As the industry moves to cut costs in response to shrinking ad spend, one area that is often overlooked in the cost-cutting drive is that of the cost of unhealthy work practices and subsequent poor mental health. In this exclusive, B&T looks at the real cost of stress and burnout.
When it comes to mental health and well-being, the advertising, media, and marketing industry isn’t exactly famed for its kale smoothies, early nights, and work-life balance. For many, enthralled by shows such as Mad Men, the industry can offer a work-hard, play-hard environment, with glitzy parties, work trips to die for, and pictures that will make your Instagram pals emerald with envy.
However, the hangover of the work hard, play hard lifestyle is starting to add up. The latest 2022 Mentally Healthy by Unltd showed that nearly half of the media, advertising, and marketing industry (46 percent) displayed mild to severe symptoms of depression and anxiety, and only 47 per cent of people said they had enough time to do their work.
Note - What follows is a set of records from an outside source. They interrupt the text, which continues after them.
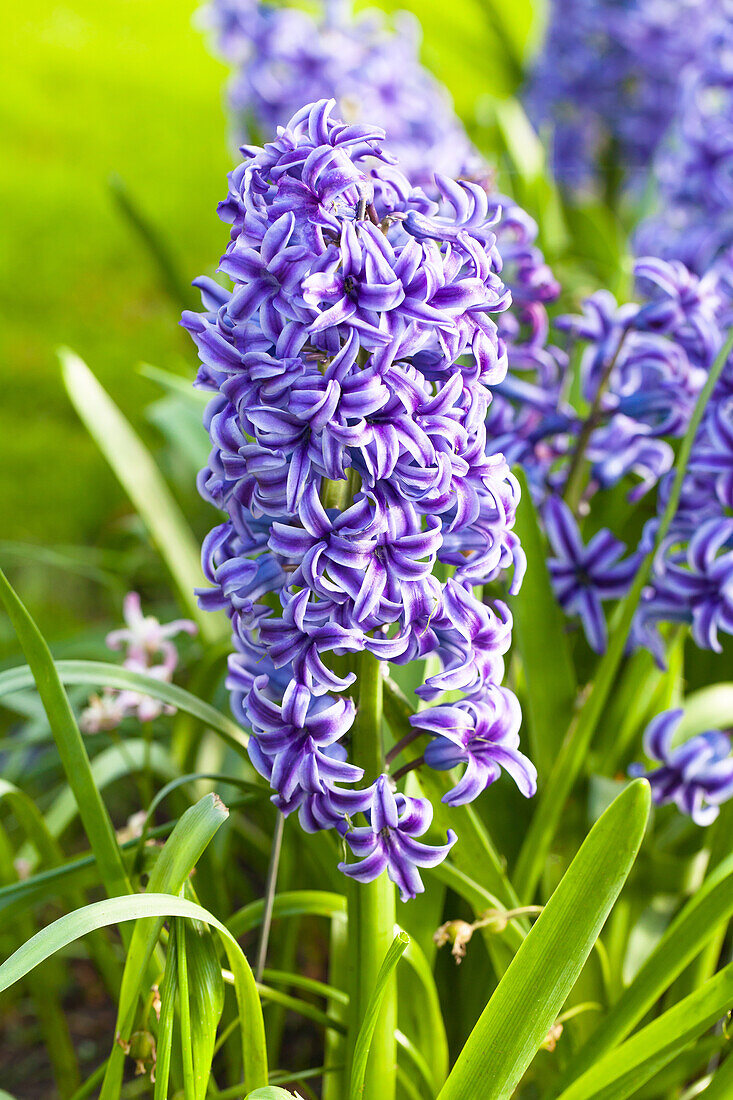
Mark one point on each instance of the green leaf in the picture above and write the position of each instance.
(573, 751)
(433, 1041)
(621, 1071)
(178, 932)
(710, 908)
(112, 763)
(154, 244)
(173, 866)
(102, 674)
(290, 903)
(168, 992)
(540, 638)
(150, 906)
(271, 1092)
(69, 744)
(143, 483)
(708, 708)
(176, 384)
(371, 1015)
(531, 994)
(33, 824)
(721, 1087)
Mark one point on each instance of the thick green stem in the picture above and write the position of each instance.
(371, 906)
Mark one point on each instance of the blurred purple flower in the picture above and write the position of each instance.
(697, 776)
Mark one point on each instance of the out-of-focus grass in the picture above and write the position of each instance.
(121, 88)
(91, 89)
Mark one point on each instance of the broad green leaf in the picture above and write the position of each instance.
(573, 751)
(621, 1071)
(151, 906)
(419, 1068)
(101, 674)
(433, 1041)
(371, 1015)
(143, 483)
(290, 903)
(69, 744)
(187, 1041)
(531, 994)
(708, 910)
(542, 641)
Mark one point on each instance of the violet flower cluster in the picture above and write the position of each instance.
(148, 648)
(695, 166)
(642, 366)
(283, 56)
(608, 81)
(350, 369)
(696, 774)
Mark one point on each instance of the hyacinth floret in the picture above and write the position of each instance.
(696, 774)
(282, 56)
(349, 369)
(609, 81)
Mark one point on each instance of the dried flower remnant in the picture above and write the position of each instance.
(149, 649)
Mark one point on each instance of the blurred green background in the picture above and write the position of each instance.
(121, 87)
(128, 89)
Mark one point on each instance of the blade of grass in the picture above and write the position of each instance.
(148, 906)
(542, 641)
(206, 1000)
(153, 242)
(368, 1024)
(70, 746)
(531, 994)
(710, 908)
(143, 483)
(164, 1044)
(173, 866)
(434, 1042)
(290, 903)
(721, 1087)
(573, 751)
(33, 824)
(621, 1073)
(184, 1008)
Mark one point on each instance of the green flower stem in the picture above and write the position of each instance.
(371, 908)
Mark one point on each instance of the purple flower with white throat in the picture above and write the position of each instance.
(586, 575)
(697, 774)
(389, 843)
(350, 385)
(484, 735)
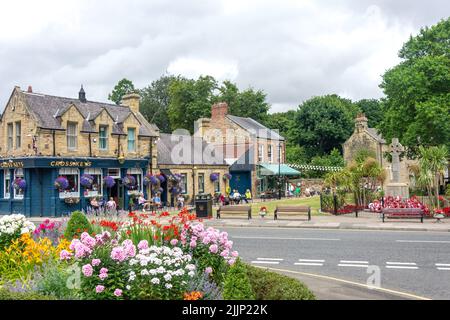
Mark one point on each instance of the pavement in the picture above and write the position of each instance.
(365, 221)
(353, 264)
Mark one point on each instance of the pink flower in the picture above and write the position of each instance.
(87, 270)
(143, 244)
(117, 292)
(64, 255)
(99, 288)
(208, 270)
(213, 248)
(96, 262)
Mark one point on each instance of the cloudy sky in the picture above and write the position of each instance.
(292, 49)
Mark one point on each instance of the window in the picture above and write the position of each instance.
(96, 188)
(103, 138)
(131, 140)
(18, 135)
(260, 152)
(201, 183)
(10, 136)
(7, 183)
(72, 136)
(137, 174)
(183, 183)
(18, 194)
(73, 177)
(270, 153)
(217, 184)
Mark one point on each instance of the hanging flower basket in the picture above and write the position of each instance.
(129, 181)
(19, 184)
(86, 180)
(61, 183)
(109, 182)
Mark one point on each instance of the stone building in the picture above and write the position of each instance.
(246, 144)
(44, 137)
(201, 169)
(365, 138)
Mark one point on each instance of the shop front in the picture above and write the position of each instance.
(47, 186)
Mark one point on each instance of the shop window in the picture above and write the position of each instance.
(18, 193)
(137, 174)
(131, 139)
(71, 136)
(96, 188)
(183, 183)
(217, 185)
(201, 183)
(18, 135)
(7, 183)
(10, 136)
(103, 138)
(73, 177)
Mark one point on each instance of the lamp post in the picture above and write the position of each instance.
(279, 171)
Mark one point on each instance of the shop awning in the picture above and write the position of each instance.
(275, 169)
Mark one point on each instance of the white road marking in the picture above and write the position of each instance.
(402, 263)
(423, 241)
(279, 238)
(265, 262)
(353, 265)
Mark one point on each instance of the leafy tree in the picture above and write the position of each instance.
(372, 109)
(190, 100)
(417, 104)
(324, 123)
(123, 87)
(248, 103)
(155, 101)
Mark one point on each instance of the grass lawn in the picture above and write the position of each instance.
(313, 202)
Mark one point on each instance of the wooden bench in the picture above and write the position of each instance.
(292, 210)
(402, 213)
(234, 210)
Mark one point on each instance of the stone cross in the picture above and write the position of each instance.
(396, 149)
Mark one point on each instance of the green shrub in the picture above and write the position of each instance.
(237, 285)
(273, 286)
(78, 223)
(9, 295)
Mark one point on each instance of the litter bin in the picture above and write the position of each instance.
(203, 205)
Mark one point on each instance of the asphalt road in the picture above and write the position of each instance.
(417, 263)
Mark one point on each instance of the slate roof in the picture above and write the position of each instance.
(47, 110)
(169, 143)
(257, 128)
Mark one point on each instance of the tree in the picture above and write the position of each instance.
(323, 123)
(123, 87)
(190, 100)
(372, 109)
(248, 103)
(417, 104)
(155, 101)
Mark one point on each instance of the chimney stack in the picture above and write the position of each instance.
(131, 101)
(82, 95)
(219, 111)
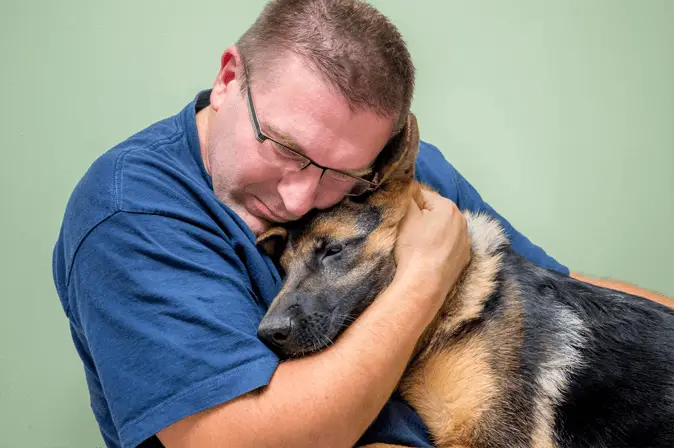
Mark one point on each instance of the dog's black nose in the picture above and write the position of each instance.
(275, 330)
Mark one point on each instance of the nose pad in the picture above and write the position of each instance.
(275, 330)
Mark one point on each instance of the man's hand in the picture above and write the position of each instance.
(433, 248)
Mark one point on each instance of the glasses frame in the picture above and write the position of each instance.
(261, 137)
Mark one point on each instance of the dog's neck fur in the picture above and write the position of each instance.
(467, 299)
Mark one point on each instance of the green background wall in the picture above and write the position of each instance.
(561, 113)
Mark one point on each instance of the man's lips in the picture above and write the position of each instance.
(268, 214)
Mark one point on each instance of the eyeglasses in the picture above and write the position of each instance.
(290, 160)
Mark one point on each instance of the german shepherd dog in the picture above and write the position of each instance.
(517, 356)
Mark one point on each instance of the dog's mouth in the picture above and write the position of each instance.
(298, 334)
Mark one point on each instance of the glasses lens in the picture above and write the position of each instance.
(281, 156)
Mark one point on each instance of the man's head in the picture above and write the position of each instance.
(334, 263)
(331, 79)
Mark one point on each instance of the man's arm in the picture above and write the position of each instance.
(626, 288)
(331, 398)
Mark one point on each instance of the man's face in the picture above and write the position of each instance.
(292, 105)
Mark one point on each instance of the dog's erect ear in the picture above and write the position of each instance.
(273, 241)
(396, 161)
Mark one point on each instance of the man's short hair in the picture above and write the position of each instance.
(351, 45)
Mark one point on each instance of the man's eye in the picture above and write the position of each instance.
(286, 153)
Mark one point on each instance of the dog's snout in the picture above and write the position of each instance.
(275, 330)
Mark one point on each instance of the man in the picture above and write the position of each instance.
(157, 269)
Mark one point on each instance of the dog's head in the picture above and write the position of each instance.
(336, 261)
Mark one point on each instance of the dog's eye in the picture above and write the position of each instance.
(333, 250)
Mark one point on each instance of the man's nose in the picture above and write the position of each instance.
(298, 190)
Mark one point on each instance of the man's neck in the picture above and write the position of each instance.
(203, 121)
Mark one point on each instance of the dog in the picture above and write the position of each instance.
(517, 356)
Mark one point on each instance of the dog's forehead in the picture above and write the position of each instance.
(346, 221)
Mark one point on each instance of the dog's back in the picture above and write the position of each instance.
(619, 383)
(523, 356)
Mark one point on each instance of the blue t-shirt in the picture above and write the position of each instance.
(164, 287)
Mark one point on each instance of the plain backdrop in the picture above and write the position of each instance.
(560, 113)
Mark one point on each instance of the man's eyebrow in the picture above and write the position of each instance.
(288, 141)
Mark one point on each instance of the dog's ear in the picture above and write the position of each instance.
(273, 241)
(396, 161)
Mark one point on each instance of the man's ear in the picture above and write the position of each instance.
(273, 241)
(231, 69)
(396, 161)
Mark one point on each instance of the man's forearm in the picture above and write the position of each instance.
(626, 288)
(326, 400)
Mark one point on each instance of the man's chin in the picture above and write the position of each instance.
(257, 225)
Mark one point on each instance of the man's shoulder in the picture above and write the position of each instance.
(155, 171)
(433, 169)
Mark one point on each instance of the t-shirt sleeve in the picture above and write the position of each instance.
(165, 311)
(434, 170)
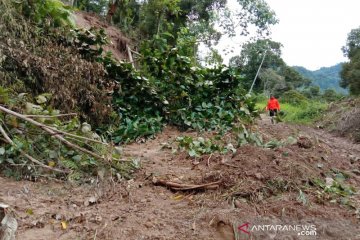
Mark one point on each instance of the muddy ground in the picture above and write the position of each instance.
(257, 185)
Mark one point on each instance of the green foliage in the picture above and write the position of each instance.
(47, 13)
(95, 6)
(276, 77)
(352, 43)
(293, 97)
(325, 77)
(169, 89)
(350, 73)
(50, 151)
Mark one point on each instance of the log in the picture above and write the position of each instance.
(10, 141)
(8, 225)
(184, 187)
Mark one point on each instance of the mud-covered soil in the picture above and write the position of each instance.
(258, 186)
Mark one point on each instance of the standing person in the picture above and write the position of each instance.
(273, 107)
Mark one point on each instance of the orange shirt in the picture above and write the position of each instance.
(273, 104)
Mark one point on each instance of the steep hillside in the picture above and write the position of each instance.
(325, 77)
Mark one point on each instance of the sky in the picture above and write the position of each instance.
(312, 31)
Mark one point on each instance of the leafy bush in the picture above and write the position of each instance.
(52, 156)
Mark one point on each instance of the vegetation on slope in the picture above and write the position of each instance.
(325, 77)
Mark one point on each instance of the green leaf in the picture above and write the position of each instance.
(192, 153)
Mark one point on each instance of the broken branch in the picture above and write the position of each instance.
(183, 187)
(8, 139)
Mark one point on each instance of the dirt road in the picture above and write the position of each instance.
(259, 186)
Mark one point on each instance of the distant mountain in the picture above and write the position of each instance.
(325, 77)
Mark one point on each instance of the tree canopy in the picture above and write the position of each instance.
(350, 74)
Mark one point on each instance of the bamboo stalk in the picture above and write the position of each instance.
(51, 132)
(10, 141)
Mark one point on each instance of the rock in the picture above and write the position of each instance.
(304, 142)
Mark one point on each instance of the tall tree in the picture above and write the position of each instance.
(350, 74)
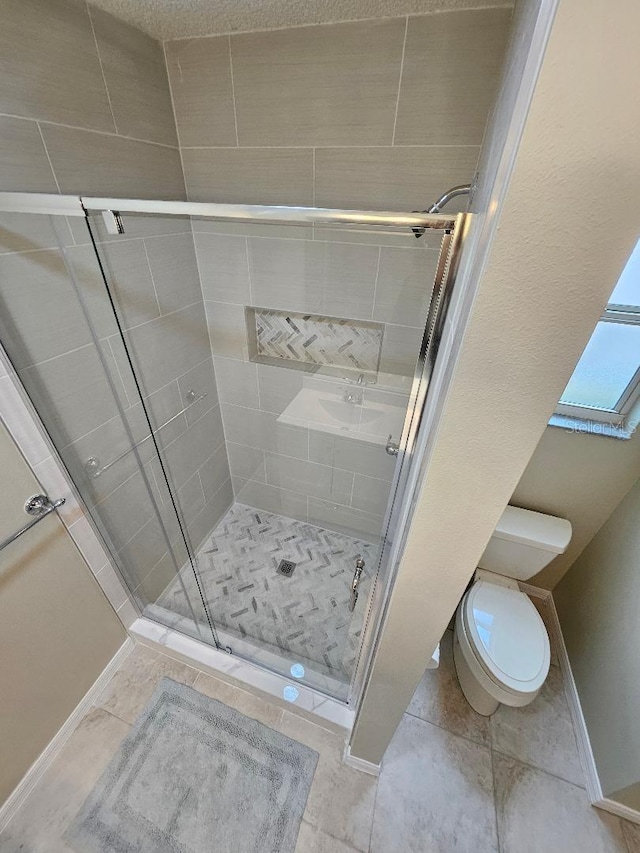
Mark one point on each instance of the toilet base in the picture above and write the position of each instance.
(479, 699)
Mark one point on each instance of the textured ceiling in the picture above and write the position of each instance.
(167, 19)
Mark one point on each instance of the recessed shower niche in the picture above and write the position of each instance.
(310, 342)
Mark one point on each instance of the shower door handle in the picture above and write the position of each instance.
(355, 583)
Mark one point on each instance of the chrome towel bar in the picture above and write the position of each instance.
(38, 506)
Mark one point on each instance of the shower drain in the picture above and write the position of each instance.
(286, 568)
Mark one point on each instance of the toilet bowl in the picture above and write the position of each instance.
(501, 646)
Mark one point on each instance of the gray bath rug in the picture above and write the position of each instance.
(194, 776)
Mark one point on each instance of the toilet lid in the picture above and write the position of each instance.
(508, 635)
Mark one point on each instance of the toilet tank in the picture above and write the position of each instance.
(524, 542)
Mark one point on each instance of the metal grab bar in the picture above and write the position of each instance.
(40, 506)
(92, 466)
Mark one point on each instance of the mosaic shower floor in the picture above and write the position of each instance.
(304, 616)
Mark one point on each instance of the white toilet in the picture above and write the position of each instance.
(501, 646)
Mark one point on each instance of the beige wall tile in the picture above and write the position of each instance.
(336, 279)
(202, 380)
(224, 268)
(227, 330)
(249, 176)
(175, 271)
(127, 270)
(237, 382)
(200, 76)
(270, 498)
(308, 478)
(246, 463)
(214, 472)
(400, 348)
(350, 454)
(262, 431)
(370, 495)
(133, 65)
(24, 166)
(59, 388)
(325, 85)
(20, 232)
(39, 280)
(98, 164)
(169, 346)
(189, 451)
(201, 526)
(278, 386)
(404, 286)
(390, 178)
(450, 76)
(343, 519)
(50, 66)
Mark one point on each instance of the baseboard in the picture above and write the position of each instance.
(587, 759)
(360, 763)
(50, 752)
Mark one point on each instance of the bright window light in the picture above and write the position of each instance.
(606, 381)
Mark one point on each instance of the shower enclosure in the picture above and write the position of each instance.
(235, 392)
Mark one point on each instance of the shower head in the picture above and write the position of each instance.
(445, 198)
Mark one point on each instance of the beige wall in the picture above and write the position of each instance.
(598, 602)
(57, 630)
(546, 281)
(579, 477)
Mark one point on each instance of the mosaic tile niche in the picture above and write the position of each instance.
(309, 341)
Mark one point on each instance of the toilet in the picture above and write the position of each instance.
(501, 646)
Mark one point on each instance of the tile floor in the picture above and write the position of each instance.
(451, 781)
(305, 616)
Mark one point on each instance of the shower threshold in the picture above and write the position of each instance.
(297, 623)
(252, 676)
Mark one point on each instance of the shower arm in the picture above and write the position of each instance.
(445, 198)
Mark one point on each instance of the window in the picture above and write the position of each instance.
(606, 381)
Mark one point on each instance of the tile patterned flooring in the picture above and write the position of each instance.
(305, 616)
(451, 781)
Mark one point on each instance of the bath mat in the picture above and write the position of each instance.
(194, 775)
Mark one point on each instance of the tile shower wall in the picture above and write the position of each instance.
(85, 107)
(383, 114)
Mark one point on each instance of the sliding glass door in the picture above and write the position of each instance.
(236, 403)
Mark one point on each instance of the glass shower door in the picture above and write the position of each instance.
(59, 329)
(289, 352)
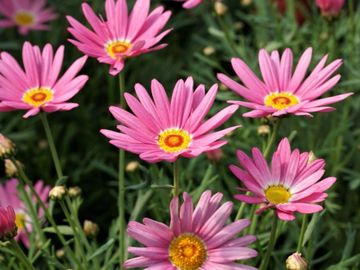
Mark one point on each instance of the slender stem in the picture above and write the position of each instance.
(51, 145)
(272, 138)
(176, 175)
(20, 254)
(121, 179)
(76, 230)
(302, 234)
(272, 240)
Whilst the same report did, thankfully, show a dramatic increase in employers taking mental health seriously – nearly 50 per cent of employees struggling with mild to severe depression and anxiety is still very high and can be reflected in the industry’s high turnover which remains significantly above the national average.
The Australian Bureau of Statistics (ABS), reported that the average turnover rate was 9.5 per cent for the year ending February 2022.
In the media industry, the turnover rate for 2022 was 36.1 per cent (according to data from the MFA’S latest census), with the vast bulk of these (32.6 per cent) put as “regrettable losses”.